Pianosorplanets wrote:
When NH passed Jupiter it accelerated to 14.2mps. When it left Earth, I believe the speed worked out to about 10.1mps. When it reached Pluto, we're getting quoted around 10mps again. So some retrorockets must have fired around here someplace?... Space dust doesn't slow your speed down that much over that short a distance. If they could drop 14,000 mph as a part of this mission, I find it hard to believe that it would have been THAT expensive to drop more. The thing only is the size of a Grand Piano and weighs a lot less.

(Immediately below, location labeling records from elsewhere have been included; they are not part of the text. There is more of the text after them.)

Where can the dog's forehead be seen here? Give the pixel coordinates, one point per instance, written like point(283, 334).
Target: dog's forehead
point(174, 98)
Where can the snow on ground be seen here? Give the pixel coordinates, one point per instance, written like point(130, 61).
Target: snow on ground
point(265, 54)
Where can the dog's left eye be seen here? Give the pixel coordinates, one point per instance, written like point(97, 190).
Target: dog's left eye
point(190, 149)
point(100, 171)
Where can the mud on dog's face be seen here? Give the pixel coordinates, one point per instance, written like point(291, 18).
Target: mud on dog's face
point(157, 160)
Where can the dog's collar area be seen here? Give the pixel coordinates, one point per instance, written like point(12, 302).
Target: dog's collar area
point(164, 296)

I rebuild grand pianos for a living and can pick up the corner of a concert grand by myself...
Escape velocity at Jupiter's orbit is still ~11.5 mps
so no retrorockets or space dust were needed to slow down after Jupiter.

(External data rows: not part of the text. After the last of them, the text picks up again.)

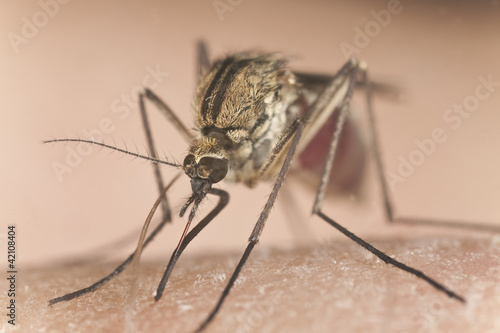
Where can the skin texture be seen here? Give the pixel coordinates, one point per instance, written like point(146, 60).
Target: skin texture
point(335, 286)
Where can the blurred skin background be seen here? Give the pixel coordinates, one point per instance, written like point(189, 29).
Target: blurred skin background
point(71, 68)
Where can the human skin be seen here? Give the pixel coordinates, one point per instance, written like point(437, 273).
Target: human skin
point(333, 286)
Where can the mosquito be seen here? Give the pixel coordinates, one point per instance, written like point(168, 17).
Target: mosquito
point(253, 115)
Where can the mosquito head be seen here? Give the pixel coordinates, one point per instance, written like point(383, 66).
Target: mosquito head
point(206, 171)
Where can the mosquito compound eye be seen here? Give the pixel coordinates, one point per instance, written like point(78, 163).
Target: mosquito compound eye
point(213, 168)
point(188, 165)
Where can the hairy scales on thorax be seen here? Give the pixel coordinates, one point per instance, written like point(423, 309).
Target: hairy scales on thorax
point(242, 107)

A Steinway grand piano weighs about 450 kg;
New Horizons weighs roughly the same: 395 kg plus 77 kg of hydrazine monopropellant fuel
Hydrazine monopropellant has an exhaust,
ve ~ 2.2 km/s; therefore,
in order to lose all of its 13.78 km/s velocity at Pluto NH would have required
over
200 tonnes [=395 kg x exp(13.78/
2.2)] of hydrazine monopropellant fuel.
The
Ares V might be able to deal with a 5 tonne NH but not a
200 tonne one.
An ion propulsion system (such as that on the Dawn spacecraft) would be feasible
but that would require continuous deceleration from Jupiter flyby and a ~20 year voyage.